Son haftalarda İngiltere, Galler ve Kuzey İrlanda’da invasiv Grup A streptokok (GAS) hastalığı nedeniyle hayatını kaybeden çocukların olduğu ve son olarak da Fransa Sağlık Direktörlüğü’nün sağlık çalışanlarına gönderdiği acil mesajda çocuklarda GAS enfeksiyonuna bağlı vakaların arttığı bildirilmiştir. Salgınla ilgili veriler paylaşan Birleşik Krallık Sağlık Ajansı (UKHSA), yeni bir GAS varyantının dolaşımda olduğuna dair bir kanıt bulunmadığını ve artışın büyük olasılıkla dolaşımdaki yüksek miktarda bakteri ve sosyalleşme ile ilişkili olduğunu belirtti. Henüz Türkiye'de vakalarda artış olduğunu gösteren bir veri olmamasına rağmen hastalık ülkemizde ve küresel çapta tedirginliğe neden olmuştur.

 

Streptococcus pyogenes olarak da bilinen GAS toplumumuzda sıklıkla ‘’ Beta mikrobu’’ olarak adlandırılmaktadır. Grup A streptokok, çocuklarda akut tonsillofarenjitin en sık ve cilt (impetigo, pyoderma) enfeksiyonlarının ise yaygın bakteriyel etkenidir.

 

Grup A streptokok enfeksiyonu yakınmaları arasında ani başlayan boğaz ağrısı, ateş, beyaz benekli şişmiş bademcikler (Eksüdatif tonsillit), şişmiş boyun bezleri görülüyor. GAS tonsillofarenjiti sıklıkla 5-15 yaş arası çocuk ve ergenlerde görülmektedir. Grup A streptokok ayrıca, kızıl (Döküntülü hastalık), impetigo veya erizipel gibi cilt enfeksiyonları, selülit, akut orta kulak iltihabı ve akciğer enfeksiyonu (Zatürre) gibi enfeksiyon hastalıklarına da neden olmaktadır.

 

Ancak bakteri zaman zaman invaziv GAS olarak bilinen çok ciddi enfeksiyonlara da neden olabilir. İnvaziv GAS hastalığının en şiddetli biçimleri Streptokoksik Toksik Şok Sendromu (Ateş, tansiyon düşüklüğü, kızıl, böbrek veya karaciğer hasarı ve kusma ve ishal bulunur) ve Nekrotizan Fasiit veya toplumda bilinen tanımlamasıyla "Et yiyen hastalık" tır.

 

Öncelikle şunu belirtmek gerekir, GAS SARS-CoV2 gibi yeni bir patojen ve COVID-19 gibi pandemi yaratacak bir mikroorganizma değildir.

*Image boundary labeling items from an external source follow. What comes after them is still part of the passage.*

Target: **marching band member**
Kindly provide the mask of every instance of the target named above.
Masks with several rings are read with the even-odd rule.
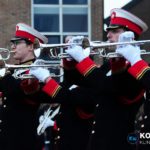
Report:
[[[137,35],[147,29],[141,19],[122,9],[113,9],[111,19],[112,28],[109,27],[108,31],[108,34],[111,32],[111,37],[108,36],[110,41],[118,40],[119,34],[125,29]],[[74,46],[66,52],[78,62],[76,68],[85,77],[86,88],[68,91],[52,79],[44,68],[31,69],[31,74],[46,83],[43,91],[54,100],[67,98],[68,103],[75,101],[97,104],[89,150],[132,149],[133,145],[128,143],[127,137],[134,131],[135,114],[144,101],[141,84],[127,72],[128,66],[123,59],[119,63],[111,60],[110,63],[97,68],[95,63],[84,55],[82,47]],[[112,74],[107,73],[110,69]],[[92,101],[89,98],[92,98]]]
[[[35,60],[34,40],[47,43],[45,36],[37,30],[24,24],[16,25],[15,37],[11,39],[11,49],[14,59],[20,65],[31,64]],[[39,105],[28,98],[31,89],[24,86],[26,80],[15,79],[12,73],[0,79],[0,91],[3,95],[1,114],[0,149],[2,150],[35,150],[36,149],[36,115]],[[32,88],[37,85],[37,80],[30,80]],[[26,91],[26,93],[24,92]]]
[[[120,35],[120,38],[125,37],[124,34]],[[143,112],[140,114],[140,126],[138,133],[149,133],[150,132],[150,67],[147,62],[141,58],[141,50],[139,46],[124,45],[118,46],[117,53],[121,54],[131,64],[128,72],[142,83],[146,89],[146,100],[143,105]],[[141,140],[142,141],[142,140]],[[142,142],[145,142],[144,140]],[[139,143],[138,150],[148,150],[149,144]]]
[[[82,39],[80,36],[67,36],[66,40],[75,41]],[[38,60],[35,63],[37,62]],[[76,62],[73,59],[63,59],[64,80],[60,85],[65,89],[76,90],[85,86],[83,84],[84,78],[75,69],[75,64]],[[43,76],[43,74],[41,75]],[[57,129],[54,127],[54,149],[86,150],[92,129],[95,105],[68,103],[66,99],[68,98],[62,98],[61,101],[53,101],[53,99],[50,101],[49,98],[50,103],[56,102],[61,104],[60,111],[55,118]],[[44,127],[47,128],[49,125],[51,126],[51,119],[47,118]]]

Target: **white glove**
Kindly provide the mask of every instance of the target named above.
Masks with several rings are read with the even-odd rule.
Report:
[[[65,50],[67,54],[69,54],[73,59],[75,59],[77,62],[81,62],[83,59],[89,55],[90,49],[86,48],[85,50],[81,46],[74,46],[72,48],[69,48]],[[85,51],[85,53],[84,53]]]
[[[34,67],[34,65],[42,65],[42,60],[36,60],[33,63],[33,67],[30,69],[29,73],[33,76],[35,76],[37,79],[39,79],[42,82],[45,82],[45,80],[50,77],[50,71],[46,68],[42,67]]]
[[[84,36],[73,36],[68,43],[78,43],[81,44],[82,40],[84,39]]]
[[[54,122],[53,120],[51,120],[49,117],[44,117],[44,116],[42,115],[42,116],[40,116],[40,118],[39,118],[40,124],[41,124],[43,121],[44,121],[44,124],[43,124],[43,127],[42,127],[42,130],[43,130],[43,131],[45,131],[45,129],[48,128],[48,127],[54,126],[54,123],[55,123],[55,122]]]
[[[131,66],[141,60],[140,48],[138,46],[126,45],[116,49],[116,52],[127,59]]]
[[[119,35],[118,42],[131,42],[134,40],[134,33],[132,31],[125,31]],[[126,45],[119,45],[119,47],[124,47]]]
[[[121,33],[118,42],[131,42],[135,38],[132,31],[126,31]],[[138,46],[133,46],[130,44],[117,46],[116,53],[119,53],[124,58],[126,58],[131,65],[134,65],[137,61],[141,60],[140,48]]]

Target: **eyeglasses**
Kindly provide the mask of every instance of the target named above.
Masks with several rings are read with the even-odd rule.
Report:
[[[21,40],[18,40],[18,41],[11,41],[11,43],[10,43],[10,45],[12,46],[17,46],[17,45],[19,45],[19,44],[21,44],[21,43],[26,43],[25,41],[21,41]]]

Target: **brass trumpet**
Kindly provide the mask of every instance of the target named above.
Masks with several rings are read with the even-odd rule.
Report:
[[[39,42],[36,42],[36,48],[49,50],[50,57],[55,58],[55,59],[63,59],[63,58],[70,58],[70,56],[67,53],[59,53],[56,54],[53,52],[53,48],[64,48],[68,46],[74,45],[80,45],[83,46],[84,48],[89,47],[91,52],[90,55],[98,55],[100,57],[105,57],[105,58],[113,58],[113,57],[122,57],[121,55],[115,53],[115,52],[109,52],[106,53],[106,48],[109,47],[114,47],[114,46],[121,46],[121,45],[127,45],[127,44],[133,44],[133,45],[142,45],[142,44],[147,44],[150,43],[150,40],[141,40],[141,41],[129,41],[129,42],[115,42],[115,43],[109,43],[109,42],[89,42],[87,38],[83,39],[82,43],[67,43],[67,44],[41,44]],[[93,49],[98,49],[98,51],[93,51]],[[146,55],[150,54],[150,52],[147,51],[141,51],[141,55]]]
[[[6,64],[3,60],[0,60],[0,68],[1,68],[0,69],[0,77],[4,77],[9,70],[14,69],[13,76],[16,79],[29,79],[29,78],[35,78],[31,74],[25,74],[25,72],[32,67],[44,67],[44,68],[49,68],[49,69],[60,69],[63,67],[58,63],[52,63],[51,61],[46,61],[46,60],[42,60],[42,63],[43,64],[39,64],[39,65],[34,65],[34,64],[32,64],[32,65],[12,65],[12,64]],[[61,77],[62,75],[63,74],[56,75],[54,73],[51,73],[52,77]]]
[[[1,59],[3,59],[4,61],[10,58],[11,53],[14,53],[14,51],[10,51],[9,49],[6,48],[0,48]]]

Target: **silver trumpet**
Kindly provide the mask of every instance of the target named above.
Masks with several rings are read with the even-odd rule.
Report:
[[[45,132],[45,129],[43,128],[44,124],[46,123],[47,118],[53,119],[59,112],[60,106],[58,106],[55,110],[52,110],[52,108],[48,108],[48,110],[44,113],[44,119],[37,127],[37,134],[41,135]]]
[[[10,54],[14,53],[14,51],[10,51],[9,49],[6,48],[0,48],[0,55],[2,60],[8,60],[10,58]]]
[[[49,51],[51,58],[55,59],[63,59],[63,58],[70,58],[70,56],[67,53],[56,53],[54,52],[54,48],[64,48],[68,46],[74,45],[80,45],[84,48],[89,47],[91,52],[90,55],[98,55],[100,57],[106,57],[106,58],[113,58],[113,57],[122,57],[121,55],[115,53],[115,52],[106,52],[107,48],[114,47],[114,46],[121,46],[121,45],[142,45],[142,44],[148,44],[150,43],[150,40],[141,40],[141,41],[129,41],[129,42],[115,42],[115,43],[109,43],[109,42],[89,42],[87,38],[84,38],[82,43],[67,43],[67,44],[41,44],[39,42],[36,42],[36,48],[40,48],[41,52],[43,49],[46,48],[46,50]],[[94,51],[96,49],[97,51]],[[150,52],[147,51],[141,51],[141,55],[149,55]]]
[[[63,66],[61,66],[59,63],[52,63],[52,61],[46,61],[42,60],[43,64],[38,65],[12,65],[12,64],[6,64],[3,59],[0,59],[0,77],[4,77],[9,70],[14,69],[13,76],[16,79],[30,79],[35,78],[31,74],[26,74],[25,72],[29,70],[32,67],[43,67],[43,68],[49,68],[49,69],[60,69]],[[63,74],[54,74],[51,73],[52,77],[61,77]]]

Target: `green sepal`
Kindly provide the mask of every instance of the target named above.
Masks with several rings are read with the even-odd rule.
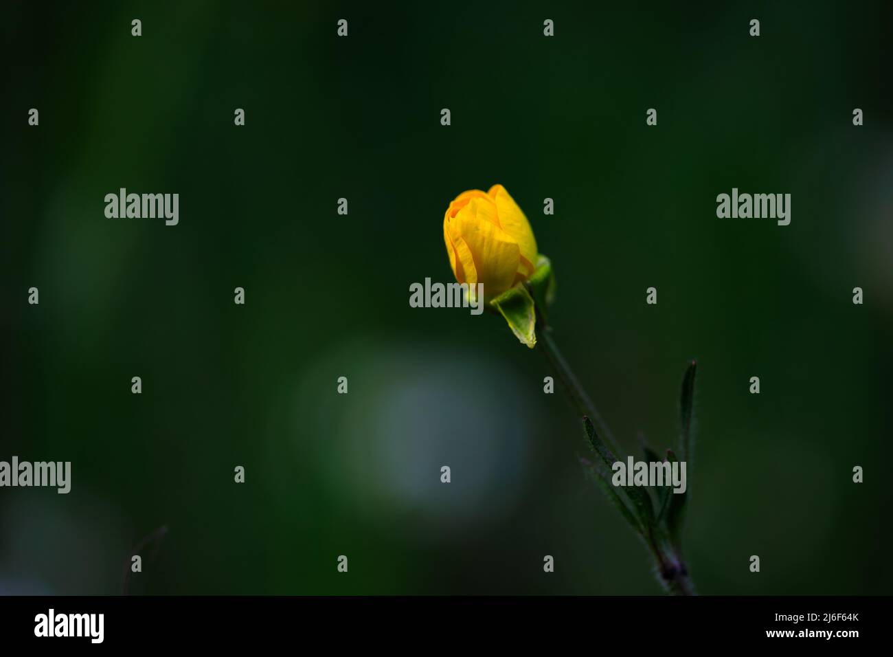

Geçmişten bu yana ülkemizde ve tüm dünyada hastalık yapan bir bakteridir. Sıklıkla kış aylarında ve kapalı ortamlarda artış göstermektedir.

 

 Etken öksürme, hapşırma ve ciltten cilde temas yoluyla yayılabilir. Bu nedenle bir süre daha sosyal mesafe kurallarına, el hijyenine dikkat edilmesinde yarar vardır. Kış mevsimi özelinde kapalı mekânlarda maske kullanımı da önem kazanmaktadır.

 

GAS’un neden olduğu tonsillofarenjit ve cilt enfeksiyonlarının tedavisinde antibiyotik (Öncelikle penisilin) kullanılmaktadır. Ancak invaziv GAS enfeksiyonlarında parenteral ve daha uzun süreli antibiyotik tedavileri uygulanmaktadır.

 

Unutulmamalıdır ki, GAS enfeksiyonları genellikle tonsillofarenjit ve cilt enfeksiyonları gibi hafif hastalıkla sonuçlanır ve antibiyotik tedavisi ile tedavi edilebilir. Nadir olgularda ciddi bir hastalık formu olan invaziv GAS kliniği de yaşanabilir. Yüksek ateşi, ciltte lezyonları, şiddetli kas ağrıları, açıklanamayan kusma veya ishali olan olgularda hemen inceleme ve tıbbi destek gerekir.